Speaking with Colbert, Harry addressed the backlash to his highly publicized memoir and claimed the leaked excerpts, published by various outlets, unfairly reduced his military experience to "boasting."

"I'm not gonna lie, the last few days have been hurtful and challenging," he said. "Without a doubt, the most dangerous lie that they have told, is that I somehow boasted about the number of people I killed in Afghanistan."

Harry continued, "If I heard anybody boasting about that kind of thing, I would be angry -- but it's a lie. And hopefully, now that the book is out, people will be able to see the context. It's really troubling and very disturbing that they can get away with it."

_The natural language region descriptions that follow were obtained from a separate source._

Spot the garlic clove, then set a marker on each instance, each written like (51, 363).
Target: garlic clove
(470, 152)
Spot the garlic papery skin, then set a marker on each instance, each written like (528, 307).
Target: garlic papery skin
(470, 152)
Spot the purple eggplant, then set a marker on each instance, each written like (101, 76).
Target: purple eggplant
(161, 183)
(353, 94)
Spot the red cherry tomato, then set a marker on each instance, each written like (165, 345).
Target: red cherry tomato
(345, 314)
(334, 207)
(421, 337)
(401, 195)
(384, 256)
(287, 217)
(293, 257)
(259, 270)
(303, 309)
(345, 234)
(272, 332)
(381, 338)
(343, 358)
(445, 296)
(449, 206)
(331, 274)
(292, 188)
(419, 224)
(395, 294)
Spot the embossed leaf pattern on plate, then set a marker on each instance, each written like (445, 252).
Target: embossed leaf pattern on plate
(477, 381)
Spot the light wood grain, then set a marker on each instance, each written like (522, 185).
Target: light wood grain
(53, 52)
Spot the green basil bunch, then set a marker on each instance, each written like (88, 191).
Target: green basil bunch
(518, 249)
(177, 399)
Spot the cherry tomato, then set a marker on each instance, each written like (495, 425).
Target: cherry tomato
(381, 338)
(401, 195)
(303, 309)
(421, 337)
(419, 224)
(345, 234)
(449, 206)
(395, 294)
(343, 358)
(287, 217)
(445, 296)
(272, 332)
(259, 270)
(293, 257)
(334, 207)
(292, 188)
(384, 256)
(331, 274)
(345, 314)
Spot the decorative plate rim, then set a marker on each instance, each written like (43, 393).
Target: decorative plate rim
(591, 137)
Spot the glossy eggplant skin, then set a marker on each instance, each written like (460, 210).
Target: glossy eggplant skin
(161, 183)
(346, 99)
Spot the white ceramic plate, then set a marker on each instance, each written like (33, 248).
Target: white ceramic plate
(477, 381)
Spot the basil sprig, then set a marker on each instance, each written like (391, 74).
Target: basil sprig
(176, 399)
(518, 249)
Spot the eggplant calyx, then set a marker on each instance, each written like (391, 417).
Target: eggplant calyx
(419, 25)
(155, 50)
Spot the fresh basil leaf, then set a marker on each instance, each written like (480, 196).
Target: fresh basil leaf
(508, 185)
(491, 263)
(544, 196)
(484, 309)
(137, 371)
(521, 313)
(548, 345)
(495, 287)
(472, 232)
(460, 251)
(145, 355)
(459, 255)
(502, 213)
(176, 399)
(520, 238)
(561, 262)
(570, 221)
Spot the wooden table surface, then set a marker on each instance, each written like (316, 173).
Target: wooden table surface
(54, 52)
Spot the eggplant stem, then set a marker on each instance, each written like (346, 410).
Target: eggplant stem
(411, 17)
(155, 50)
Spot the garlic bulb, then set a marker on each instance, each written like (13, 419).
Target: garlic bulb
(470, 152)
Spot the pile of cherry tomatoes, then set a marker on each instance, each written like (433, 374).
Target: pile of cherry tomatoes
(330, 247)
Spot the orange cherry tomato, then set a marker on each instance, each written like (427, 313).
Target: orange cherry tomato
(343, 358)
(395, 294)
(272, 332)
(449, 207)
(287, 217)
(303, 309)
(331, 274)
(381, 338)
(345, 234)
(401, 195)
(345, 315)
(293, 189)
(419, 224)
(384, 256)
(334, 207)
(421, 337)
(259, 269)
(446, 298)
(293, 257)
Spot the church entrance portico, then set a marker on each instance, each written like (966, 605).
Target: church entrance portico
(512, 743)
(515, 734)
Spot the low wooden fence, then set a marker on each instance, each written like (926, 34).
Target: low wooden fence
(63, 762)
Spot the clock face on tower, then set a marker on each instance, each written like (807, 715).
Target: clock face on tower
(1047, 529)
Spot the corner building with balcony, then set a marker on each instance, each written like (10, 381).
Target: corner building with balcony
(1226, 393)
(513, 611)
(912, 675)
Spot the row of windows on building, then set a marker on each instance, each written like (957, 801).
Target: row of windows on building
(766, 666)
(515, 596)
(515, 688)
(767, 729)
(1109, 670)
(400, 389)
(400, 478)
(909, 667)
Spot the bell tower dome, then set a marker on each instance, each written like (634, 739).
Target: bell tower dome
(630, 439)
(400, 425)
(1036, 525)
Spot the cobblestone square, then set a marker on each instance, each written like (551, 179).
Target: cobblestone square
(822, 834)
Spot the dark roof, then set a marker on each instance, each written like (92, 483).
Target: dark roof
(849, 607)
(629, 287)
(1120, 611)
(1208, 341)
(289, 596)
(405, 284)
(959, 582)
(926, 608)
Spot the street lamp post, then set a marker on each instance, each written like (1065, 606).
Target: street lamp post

Doubling down, Harry explained that his "words are not dangerous," but the spin on his words is "very dangerous." 

Colbert then brings up the fact that Harry had already previously admitted to killing Afghani insurgents. To which Harry explained, “Almost ten years to the day my face was splattered all over the front pages because someone asked me the question, while I was still in Afghanistan, if I had killed anybody from an attack helicopter. And I said ‘yes,’” Harry said. 

Harry shared that he believed writing about his military experience would help aid veterans who have gone through similar, traumatizing experiences. 

“I made a choice to share it because having spent nearly two decades working with veterans all around the world, I think the most important thing is to be honest and to be able to give space to others to be able to share their experiences without any shame,” Prince Harry continued. “And my whole goal and my attempt with sharing that detail is to reduce the number of suicides.”

In addition to recounting his military service, within the tell-all book, Harry makes multiple allegations against his older brother, Prince William, William's wife, Kate Middleton, details his traumatic search to find closure surrounding the death of his mother, Princess Diana, and much more. 

In the lead-up to Spare's release, Prince Harry has sat for interviews with ITV's Tom Bradby, Anderson Cooper for 60 Minutes, and Michael Strahan for Good Morning America

From allegations of his family maligning Meghan to his memories of struggling to cope with the death of his mother, Princess Diana, Harry didn't hold back in each of his TV appearances.